Developed at the University of Queensland and the Queensland University of Technology, these “Lingodroids” are small, wheeled mobile robots that use cameras and laser range finders to navigate an environment. But they also carry microphones and speakers so they can speak to and hear each other. Using their “voices” and “ears,” the two Lingodroids play a series of games that require the robots to navigate spatially by creating a shared language between them.

It works something like this. The robots roam their environment, and if one finds itself in an unfamiliar place, it will make up a word to describe it from randomly generated syllables. It communicates that word to other robots it meets there, establishing the name of the locale within the community.
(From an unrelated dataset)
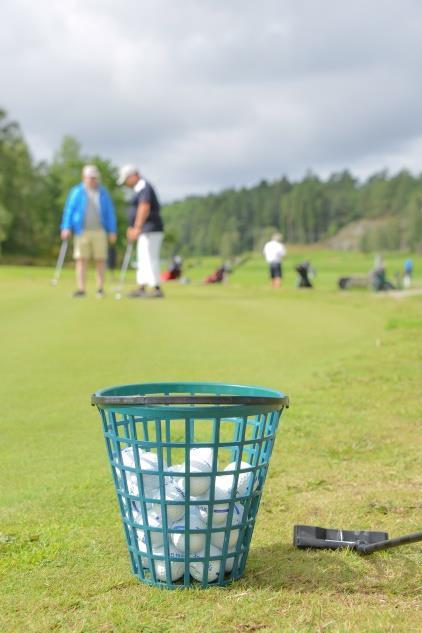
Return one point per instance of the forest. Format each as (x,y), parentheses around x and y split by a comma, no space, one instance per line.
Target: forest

From this, a spatial and verbal framework is established to name places on the map.

The robots will also play other games with each other. One will say the name of a place and each will race to the place it associates with that particular made up word. Robots can also ask one another about where they just came from, and which directions it is from where they currently are. Over time, the robots have developed a pretty solid, mutually agreed-upon understanding of what’s what inside their shared environment. In other words, they’ve invented a language through which they can talk about their surroundings.

It’s not as nuanced as learning Cantonese, but the researchers hope to teach the Lingodroids to communicate with each other about more elaborate ideas and concepts. The larger aim is to devise a better means for robots to speak verbally with each other–and eventually with human beings.